Bills to preserve, popularize Sundanese culture

Yuli Tri Suwarni The Jakarta Post Bandung, West Java

The West Java legislative council and provincial administration are deliberating three bills to prevent Sundanese culture and literature from becoming extinct in the future amid the rapid drive of modern development.

If endorsed, the bills will include the Sundanese language as a mandatory subject in the curricula of elementary, junior and senior high schools in West Java.

The bills will also allow the local government to issue a decree ordering relevant authorities to name public facilities in the Sundanese language in order to popularize the language.

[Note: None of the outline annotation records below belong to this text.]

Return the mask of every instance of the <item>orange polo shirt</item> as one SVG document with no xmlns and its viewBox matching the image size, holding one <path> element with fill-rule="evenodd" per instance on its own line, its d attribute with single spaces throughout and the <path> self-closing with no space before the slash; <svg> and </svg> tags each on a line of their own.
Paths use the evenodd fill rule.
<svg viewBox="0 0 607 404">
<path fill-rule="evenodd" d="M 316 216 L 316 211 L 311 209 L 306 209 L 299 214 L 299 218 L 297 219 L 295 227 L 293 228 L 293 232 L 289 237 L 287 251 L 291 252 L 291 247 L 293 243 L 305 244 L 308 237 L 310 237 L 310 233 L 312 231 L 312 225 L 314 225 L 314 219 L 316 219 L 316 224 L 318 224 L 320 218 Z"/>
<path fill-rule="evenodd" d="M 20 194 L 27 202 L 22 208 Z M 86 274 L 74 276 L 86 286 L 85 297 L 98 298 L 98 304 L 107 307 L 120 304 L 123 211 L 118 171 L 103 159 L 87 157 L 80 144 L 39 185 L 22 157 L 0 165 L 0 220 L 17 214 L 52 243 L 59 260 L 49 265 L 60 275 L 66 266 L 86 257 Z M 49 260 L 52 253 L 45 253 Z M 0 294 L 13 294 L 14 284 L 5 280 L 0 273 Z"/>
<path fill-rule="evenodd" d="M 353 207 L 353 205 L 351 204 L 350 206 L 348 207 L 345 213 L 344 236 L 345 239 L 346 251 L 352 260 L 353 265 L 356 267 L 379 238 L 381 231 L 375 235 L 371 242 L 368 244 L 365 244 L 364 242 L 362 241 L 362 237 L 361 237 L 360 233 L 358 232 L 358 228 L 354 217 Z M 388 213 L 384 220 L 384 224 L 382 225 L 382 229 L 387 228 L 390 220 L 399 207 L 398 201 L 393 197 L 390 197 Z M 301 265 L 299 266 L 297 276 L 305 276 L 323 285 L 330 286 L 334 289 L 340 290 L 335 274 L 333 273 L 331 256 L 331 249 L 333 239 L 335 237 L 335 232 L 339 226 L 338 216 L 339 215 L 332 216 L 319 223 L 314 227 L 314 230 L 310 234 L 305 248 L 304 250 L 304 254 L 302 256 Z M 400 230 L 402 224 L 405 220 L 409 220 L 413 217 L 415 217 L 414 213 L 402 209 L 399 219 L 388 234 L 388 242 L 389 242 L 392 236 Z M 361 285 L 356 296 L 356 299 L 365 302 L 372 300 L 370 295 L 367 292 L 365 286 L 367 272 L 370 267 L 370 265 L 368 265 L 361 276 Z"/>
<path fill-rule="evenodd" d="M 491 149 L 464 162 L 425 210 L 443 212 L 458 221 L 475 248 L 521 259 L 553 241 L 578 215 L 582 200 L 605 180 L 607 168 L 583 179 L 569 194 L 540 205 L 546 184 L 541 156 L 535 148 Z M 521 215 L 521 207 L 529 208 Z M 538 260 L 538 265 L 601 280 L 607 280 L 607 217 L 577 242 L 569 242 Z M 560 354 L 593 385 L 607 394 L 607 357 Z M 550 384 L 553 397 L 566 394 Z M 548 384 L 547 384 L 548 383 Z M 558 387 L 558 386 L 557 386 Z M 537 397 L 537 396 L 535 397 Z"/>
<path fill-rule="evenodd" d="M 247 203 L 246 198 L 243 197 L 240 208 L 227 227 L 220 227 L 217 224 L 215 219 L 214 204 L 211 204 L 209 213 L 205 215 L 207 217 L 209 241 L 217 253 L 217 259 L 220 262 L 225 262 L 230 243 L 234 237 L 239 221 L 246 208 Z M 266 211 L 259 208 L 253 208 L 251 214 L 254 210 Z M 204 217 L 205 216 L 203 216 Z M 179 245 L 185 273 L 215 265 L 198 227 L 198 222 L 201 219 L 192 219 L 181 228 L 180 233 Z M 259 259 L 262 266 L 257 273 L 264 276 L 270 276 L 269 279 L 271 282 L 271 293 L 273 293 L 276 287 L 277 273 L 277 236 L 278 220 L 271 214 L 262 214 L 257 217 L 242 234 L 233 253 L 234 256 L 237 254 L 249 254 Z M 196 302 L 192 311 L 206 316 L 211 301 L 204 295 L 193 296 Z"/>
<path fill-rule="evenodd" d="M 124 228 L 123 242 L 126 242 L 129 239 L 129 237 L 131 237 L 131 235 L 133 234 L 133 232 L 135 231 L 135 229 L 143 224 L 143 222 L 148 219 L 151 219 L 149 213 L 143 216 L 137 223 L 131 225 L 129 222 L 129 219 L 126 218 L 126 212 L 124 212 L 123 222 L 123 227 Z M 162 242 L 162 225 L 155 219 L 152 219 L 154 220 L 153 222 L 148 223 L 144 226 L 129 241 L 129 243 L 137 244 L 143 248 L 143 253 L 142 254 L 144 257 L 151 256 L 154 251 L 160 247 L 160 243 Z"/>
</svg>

The three bills comprise a draft ruling on the preservation of the Sundanese language, literature and alphabet; a draft regulation on the preservation of local arts; and a draft law on the management of Sundanese archeology, history, museums and traditional values.

West Java Governor R. Nuriana told journalists on Tuesday that if the bills are passed into law, the Sundanese language would be treated on a par with, or higher than, the national and foreign languages.

The three bills were drafted to preserve the local culture, which he said was facing the threat of extinction.

"The longer time passes, the more seldom the people in West Java, mostly of Sundanese ethnicity, speak Sundanese. At the same time, many archeological treasures have disappeared or have been damaged as we do not preserve them," he added.

Ahmad Saelan, secretary of a special committee at the West Java legislative council which will deliberate the bills, said most legislators support the draft laws.

Quoting Sundanese culture researcher Tatang Soemarsono, Saelan said only 35.4 percent, or less than 10 million out of 36.2 million, of people in West Java speak Sundanese as their native language.

Around 47.5 percent of ethnic Sundanese families communicate in a mixed Sundanese and Indonesian language, while the remaining only speak the Indonesian language, he added.

The council started deliberating the three bills in the middle of last month and would pass them into law by the end of December.

Saelan denied rumors that the bills were drafted as a response to the much-criticized excavation of the historical Batu Tulis site in the West Java city of Bogor, which was ordered by Minister of Religious Affairs Said Agiel Munawar.

A number of Sundanese figures strongly protested the minister and sued him for the excavation, which they claimed was illegal. A court in West Java dismissed the lawsuit, however.